Mas as demissões em alguns setores ainda são inevitáveis.

Em meio a pandemia do novo Coronavírus, se já havia desemprego no País, a situção só piorou com o número de postos de trabalho se extinguindo ainda mais.

A Medida Provisória anunciada em abril que institui o Programa Emergencial de Manutenção do Emprego e Renda tem sido uma alternativa para manter alguns cargos e vagas de emprego.

Entre as medidas previstas estão a redução da jornada de trabalho e salário por 90 dias, ou a suspensão do contrato de trabalho por um prazo de 60 dias. Em contrapartida, o empregador, não poderá demitir em um prazo pós-acordo, de pelo menos três meses.

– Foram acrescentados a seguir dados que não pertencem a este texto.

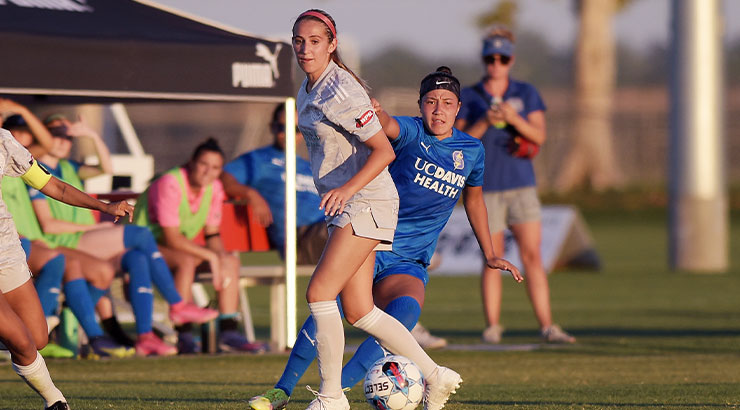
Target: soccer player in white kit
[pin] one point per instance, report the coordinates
(23, 327)
(349, 155)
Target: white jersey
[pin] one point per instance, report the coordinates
(336, 118)
(15, 161)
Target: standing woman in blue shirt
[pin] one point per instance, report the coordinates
(349, 156)
(507, 114)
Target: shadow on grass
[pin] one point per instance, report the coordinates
(605, 331)
(550, 404)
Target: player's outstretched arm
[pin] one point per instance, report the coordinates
(477, 214)
(389, 124)
(68, 194)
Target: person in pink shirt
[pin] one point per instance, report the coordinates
(179, 205)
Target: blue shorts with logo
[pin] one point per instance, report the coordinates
(389, 263)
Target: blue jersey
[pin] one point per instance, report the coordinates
(430, 176)
(264, 170)
(503, 171)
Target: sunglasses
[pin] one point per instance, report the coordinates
(504, 60)
(60, 132)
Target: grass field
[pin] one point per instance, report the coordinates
(647, 338)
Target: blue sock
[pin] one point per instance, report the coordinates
(407, 310)
(95, 293)
(141, 238)
(78, 299)
(136, 263)
(49, 284)
(302, 355)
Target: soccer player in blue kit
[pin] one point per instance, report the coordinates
(435, 164)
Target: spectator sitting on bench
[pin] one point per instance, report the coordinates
(259, 177)
(176, 207)
(139, 256)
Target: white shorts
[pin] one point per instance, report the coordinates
(14, 275)
(376, 220)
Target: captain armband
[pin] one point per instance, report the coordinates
(36, 176)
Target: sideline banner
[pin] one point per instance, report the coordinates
(565, 242)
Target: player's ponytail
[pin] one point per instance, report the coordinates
(331, 32)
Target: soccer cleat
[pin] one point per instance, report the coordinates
(233, 341)
(427, 340)
(493, 333)
(554, 334)
(273, 399)
(148, 344)
(53, 350)
(438, 387)
(60, 405)
(103, 346)
(322, 402)
(185, 312)
(52, 322)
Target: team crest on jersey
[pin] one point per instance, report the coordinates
(516, 103)
(363, 119)
(457, 157)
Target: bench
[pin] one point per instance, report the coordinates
(240, 232)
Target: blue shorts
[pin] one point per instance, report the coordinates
(388, 263)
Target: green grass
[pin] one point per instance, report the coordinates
(648, 338)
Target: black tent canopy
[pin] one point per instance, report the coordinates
(125, 50)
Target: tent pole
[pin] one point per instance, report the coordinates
(290, 221)
(127, 129)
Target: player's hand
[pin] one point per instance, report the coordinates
(508, 112)
(119, 209)
(376, 105)
(334, 201)
(495, 115)
(503, 264)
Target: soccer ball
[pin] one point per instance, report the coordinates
(394, 383)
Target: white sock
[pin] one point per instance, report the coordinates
(329, 346)
(37, 376)
(394, 336)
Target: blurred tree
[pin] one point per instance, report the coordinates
(591, 157)
(504, 13)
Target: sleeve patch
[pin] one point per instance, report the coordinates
(365, 118)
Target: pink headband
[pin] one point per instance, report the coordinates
(320, 17)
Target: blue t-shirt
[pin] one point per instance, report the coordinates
(264, 170)
(430, 176)
(57, 172)
(503, 171)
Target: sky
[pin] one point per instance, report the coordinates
(434, 27)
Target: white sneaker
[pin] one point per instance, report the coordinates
(427, 340)
(439, 387)
(322, 402)
(492, 334)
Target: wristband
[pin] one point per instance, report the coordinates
(36, 176)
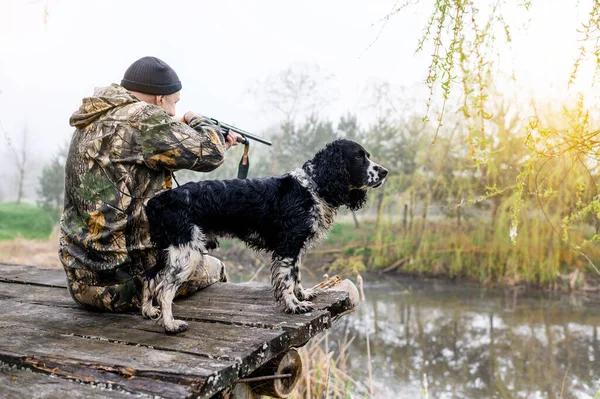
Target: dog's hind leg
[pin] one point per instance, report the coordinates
(182, 261)
(149, 311)
(284, 277)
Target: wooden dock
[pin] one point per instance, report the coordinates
(49, 347)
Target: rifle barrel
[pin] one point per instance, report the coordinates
(242, 132)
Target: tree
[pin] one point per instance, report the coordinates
(20, 155)
(51, 183)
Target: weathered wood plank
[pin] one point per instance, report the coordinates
(248, 347)
(249, 305)
(234, 329)
(108, 362)
(42, 275)
(20, 383)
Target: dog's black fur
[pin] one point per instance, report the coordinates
(283, 215)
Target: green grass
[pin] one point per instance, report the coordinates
(471, 251)
(26, 220)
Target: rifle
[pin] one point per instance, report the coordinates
(244, 162)
(227, 127)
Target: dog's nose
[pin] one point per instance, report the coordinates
(382, 172)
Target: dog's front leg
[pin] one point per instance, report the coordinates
(301, 293)
(284, 277)
(183, 260)
(149, 311)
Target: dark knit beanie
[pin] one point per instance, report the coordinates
(151, 75)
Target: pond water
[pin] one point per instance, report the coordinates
(472, 342)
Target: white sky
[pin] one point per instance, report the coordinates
(222, 48)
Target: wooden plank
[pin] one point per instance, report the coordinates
(41, 275)
(107, 362)
(234, 328)
(248, 347)
(21, 383)
(249, 305)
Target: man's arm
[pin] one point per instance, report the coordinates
(169, 144)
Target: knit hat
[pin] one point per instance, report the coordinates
(151, 75)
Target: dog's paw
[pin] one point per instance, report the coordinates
(151, 312)
(175, 327)
(299, 307)
(306, 295)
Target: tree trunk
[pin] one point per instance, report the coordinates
(355, 220)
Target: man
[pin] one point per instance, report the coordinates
(123, 152)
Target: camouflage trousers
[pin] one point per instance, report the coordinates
(127, 296)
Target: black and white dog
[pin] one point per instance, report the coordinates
(283, 215)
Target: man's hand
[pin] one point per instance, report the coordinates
(188, 116)
(232, 139)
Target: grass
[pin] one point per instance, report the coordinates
(24, 220)
(471, 251)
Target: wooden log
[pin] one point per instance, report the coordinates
(286, 363)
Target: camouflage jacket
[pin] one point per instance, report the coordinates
(122, 153)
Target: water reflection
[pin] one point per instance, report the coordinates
(473, 342)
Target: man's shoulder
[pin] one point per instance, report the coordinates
(142, 113)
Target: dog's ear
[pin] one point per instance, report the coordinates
(331, 175)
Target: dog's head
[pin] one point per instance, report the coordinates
(343, 172)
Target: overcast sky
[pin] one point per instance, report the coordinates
(220, 49)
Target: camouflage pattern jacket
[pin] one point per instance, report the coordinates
(122, 154)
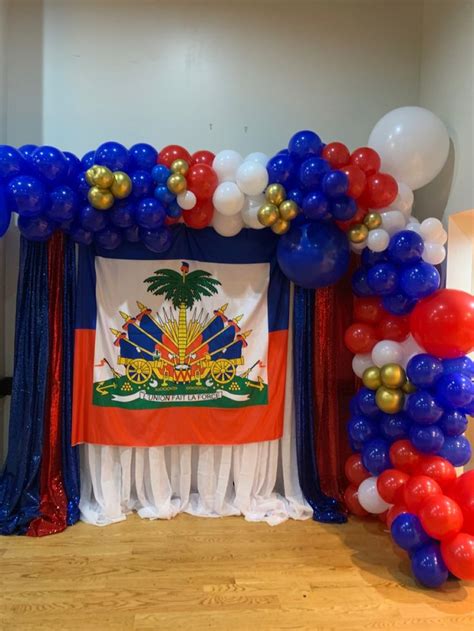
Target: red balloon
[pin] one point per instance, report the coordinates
(368, 310)
(357, 180)
(417, 490)
(458, 554)
(380, 191)
(202, 181)
(200, 216)
(394, 511)
(441, 517)
(337, 154)
(202, 157)
(404, 456)
(170, 153)
(366, 159)
(443, 323)
(390, 485)
(351, 500)
(355, 470)
(360, 337)
(395, 328)
(440, 469)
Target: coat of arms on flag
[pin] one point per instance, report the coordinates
(190, 348)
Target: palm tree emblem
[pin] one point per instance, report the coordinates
(182, 290)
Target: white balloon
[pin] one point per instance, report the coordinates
(259, 157)
(250, 211)
(227, 226)
(434, 253)
(393, 221)
(252, 178)
(370, 498)
(387, 352)
(360, 362)
(226, 163)
(228, 199)
(378, 240)
(186, 200)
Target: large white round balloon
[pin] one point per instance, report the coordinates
(227, 226)
(226, 163)
(413, 144)
(370, 498)
(252, 178)
(250, 211)
(228, 199)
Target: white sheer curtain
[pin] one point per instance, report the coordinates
(257, 480)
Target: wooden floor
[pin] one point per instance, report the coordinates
(192, 573)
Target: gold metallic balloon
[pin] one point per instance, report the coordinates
(288, 210)
(99, 176)
(179, 166)
(275, 194)
(358, 233)
(122, 186)
(100, 199)
(373, 221)
(389, 400)
(176, 183)
(371, 378)
(393, 375)
(268, 214)
(281, 226)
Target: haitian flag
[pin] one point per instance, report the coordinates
(184, 347)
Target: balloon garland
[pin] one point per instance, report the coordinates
(409, 337)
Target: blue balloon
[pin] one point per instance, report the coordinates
(453, 423)
(91, 219)
(122, 214)
(36, 228)
(362, 428)
(383, 279)
(457, 450)
(160, 173)
(359, 283)
(454, 390)
(281, 169)
(12, 163)
(63, 204)
(408, 533)
(422, 408)
(112, 155)
(109, 238)
(419, 280)
(26, 195)
(156, 240)
(50, 165)
(428, 566)
(426, 438)
(335, 184)
(305, 143)
(375, 456)
(405, 247)
(423, 370)
(315, 205)
(143, 156)
(142, 184)
(398, 303)
(88, 160)
(343, 208)
(394, 426)
(314, 254)
(311, 173)
(150, 214)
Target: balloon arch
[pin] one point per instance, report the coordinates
(409, 337)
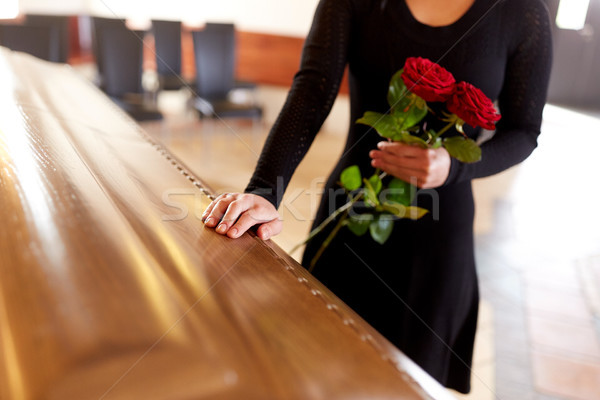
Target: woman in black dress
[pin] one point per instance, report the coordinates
(420, 288)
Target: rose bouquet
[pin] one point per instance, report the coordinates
(410, 90)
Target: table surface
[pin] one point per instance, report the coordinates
(111, 287)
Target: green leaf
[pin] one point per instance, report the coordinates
(370, 195)
(381, 228)
(412, 139)
(400, 211)
(359, 223)
(351, 178)
(376, 183)
(400, 192)
(413, 212)
(465, 150)
(384, 124)
(412, 109)
(397, 91)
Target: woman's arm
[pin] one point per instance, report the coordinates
(521, 100)
(309, 101)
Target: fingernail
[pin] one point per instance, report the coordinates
(222, 228)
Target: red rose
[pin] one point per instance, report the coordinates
(473, 107)
(427, 79)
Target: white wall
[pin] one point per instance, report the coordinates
(53, 6)
(285, 17)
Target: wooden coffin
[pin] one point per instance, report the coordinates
(111, 287)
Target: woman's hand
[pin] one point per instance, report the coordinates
(235, 213)
(427, 168)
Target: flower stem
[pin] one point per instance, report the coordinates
(444, 129)
(327, 221)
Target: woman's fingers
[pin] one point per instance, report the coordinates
(269, 229)
(427, 168)
(217, 209)
(234, 214)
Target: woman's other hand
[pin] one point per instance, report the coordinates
(427, 168)
(234, 213)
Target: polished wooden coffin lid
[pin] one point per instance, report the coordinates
(111, 287)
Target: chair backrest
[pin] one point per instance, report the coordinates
(214, 51)
(167, 43)
(60, 26)
(119, 54)
(35, 40)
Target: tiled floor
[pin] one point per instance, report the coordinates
(537, 241)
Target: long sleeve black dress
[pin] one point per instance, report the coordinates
(420, 288)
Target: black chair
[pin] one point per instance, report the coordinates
(119, 56)
(59, 24)
(214, 51)
(167, 44)
(39, 41)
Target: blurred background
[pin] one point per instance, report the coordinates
(208, 79)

No Sindicato dos Trabalhadores Metalúrgicos de Londrina e Região, por exemplo, mais de 100 acordos para manutenção dos cargos foram feitos ao longo do mês de abril. Porém em média 380 empregos foram extintos, nesse período.

De acordo com o presidente do Sindicato que representa a categoria, Valdir Souza, se não fosse a medida provisória mais de 2 mil postos de trabalho seriam extintos só no mês passado aqui na região.

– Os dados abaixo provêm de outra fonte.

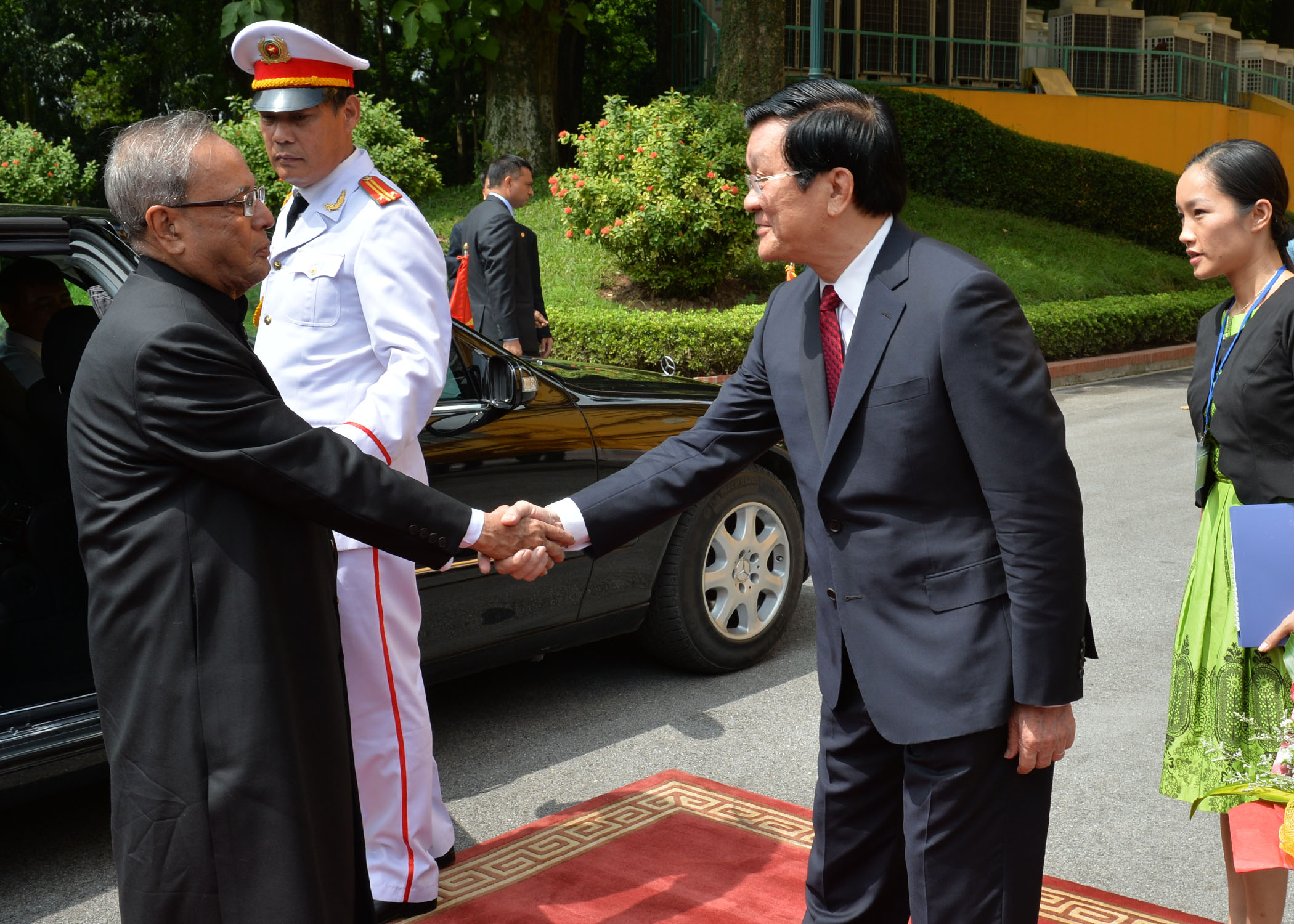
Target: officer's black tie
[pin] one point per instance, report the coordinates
(295, 209)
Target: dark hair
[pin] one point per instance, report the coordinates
(832, 124)
(25, 272)
(509, 164)
(337, 96)
(1248, 171)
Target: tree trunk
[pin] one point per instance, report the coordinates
(335, 20)
(522, 88)
(752, 46)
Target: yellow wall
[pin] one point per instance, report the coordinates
(1161, 132)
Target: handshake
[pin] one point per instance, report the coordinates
(522, 540)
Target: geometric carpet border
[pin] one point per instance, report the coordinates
(548, 841)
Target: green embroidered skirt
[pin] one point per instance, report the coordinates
(1222, 695)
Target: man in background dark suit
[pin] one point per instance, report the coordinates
(942, 517)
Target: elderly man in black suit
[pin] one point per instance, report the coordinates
(206, 508)
(942, 517)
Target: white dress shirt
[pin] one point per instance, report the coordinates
(849, 288)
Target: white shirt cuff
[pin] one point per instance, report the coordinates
(474, 530)
(572, 521)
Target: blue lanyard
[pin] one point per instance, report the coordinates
(1222, 330)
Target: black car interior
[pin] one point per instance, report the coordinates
(44, 655)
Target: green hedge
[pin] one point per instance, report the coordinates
(956, 153)
(714, 342)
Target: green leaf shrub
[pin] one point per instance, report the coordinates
(956, 153)
(397, 152)
(714, 342)
(661, 187)
(36, 171)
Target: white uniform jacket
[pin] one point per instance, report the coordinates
(355, 322)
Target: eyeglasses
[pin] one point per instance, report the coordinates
(756, 183)
(248, 201)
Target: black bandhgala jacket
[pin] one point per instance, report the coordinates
(205, 509)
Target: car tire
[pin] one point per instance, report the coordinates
(730, 579)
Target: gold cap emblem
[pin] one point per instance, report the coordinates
(274, 51)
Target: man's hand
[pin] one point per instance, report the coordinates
(524, 546)
(1284, 630)
(1040, 736)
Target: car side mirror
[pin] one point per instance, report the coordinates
(509, 383)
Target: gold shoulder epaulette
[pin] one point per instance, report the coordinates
(382, 192)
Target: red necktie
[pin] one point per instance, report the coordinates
(832, 344)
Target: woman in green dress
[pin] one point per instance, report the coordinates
(1232, 200)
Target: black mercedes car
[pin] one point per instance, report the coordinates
(712, 591)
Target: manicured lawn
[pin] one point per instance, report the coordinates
(1041, 261)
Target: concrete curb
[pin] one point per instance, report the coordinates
(1095, 368)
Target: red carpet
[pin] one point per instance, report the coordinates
(686, 851)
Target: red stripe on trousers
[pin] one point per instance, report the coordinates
(372, 437)
(395, 711)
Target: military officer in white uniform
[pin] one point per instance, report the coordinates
(354, 325)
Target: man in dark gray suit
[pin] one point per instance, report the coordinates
(942, 518)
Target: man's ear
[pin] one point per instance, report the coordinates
(842, 190)
(1261, 215)
(162, 229)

O Sindicato dos Trabalhadores Metalúrgicos de Londrina e Região representa ao menos 80 cidades, no norte pioneiro, desde Apucarana até Jataizinho.

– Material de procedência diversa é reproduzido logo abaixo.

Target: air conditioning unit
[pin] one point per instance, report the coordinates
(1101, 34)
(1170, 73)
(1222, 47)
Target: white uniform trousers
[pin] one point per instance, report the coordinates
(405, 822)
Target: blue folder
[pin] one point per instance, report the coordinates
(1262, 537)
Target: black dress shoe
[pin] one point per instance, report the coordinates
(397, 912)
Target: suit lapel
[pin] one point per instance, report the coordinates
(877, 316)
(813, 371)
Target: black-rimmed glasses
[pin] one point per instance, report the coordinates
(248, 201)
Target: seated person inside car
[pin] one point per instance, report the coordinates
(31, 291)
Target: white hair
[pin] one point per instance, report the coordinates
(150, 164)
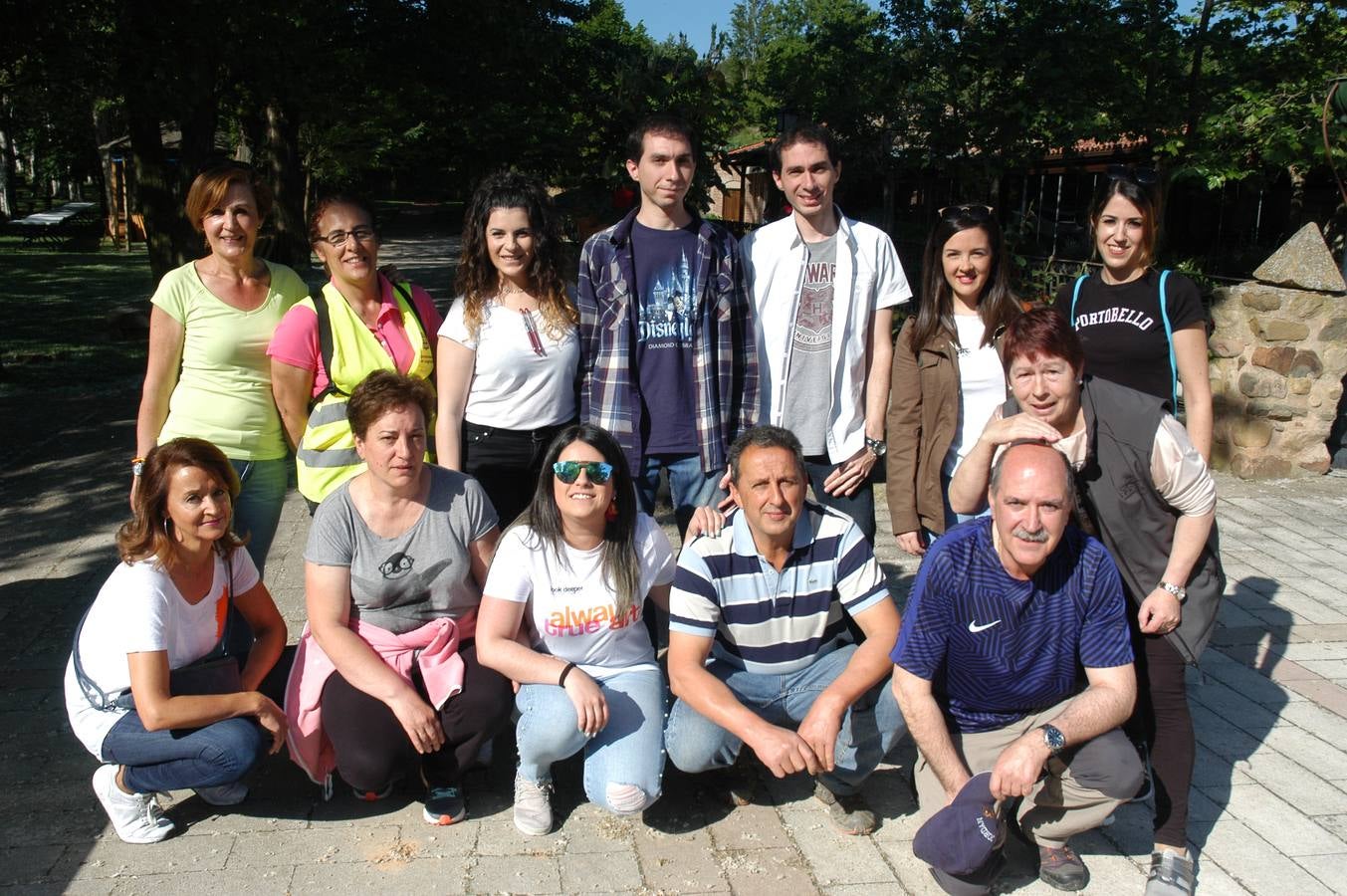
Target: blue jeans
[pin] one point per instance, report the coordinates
(218, 754)
(869, 728)
(690, 487)
(858, 506)
(628, 751)
(258, 507)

Empresas estão aderindo à medida, mas para isso é preciso planejamento. E calcular o que realmente é vantajoso ao profissional e à empresa.

De acordo com o advogado Alan Dantas, algumas medidas previstas devem ter a consulta e validação dos sindicatos, outras somente um acordo individual com o trabalhador é válido. Tudo depende dos rendimentos da empresa e do profissional.

O Programa do Ministério da Economia prevê com isso a manutenção de 8,5 milhões de postos de trabalho no país.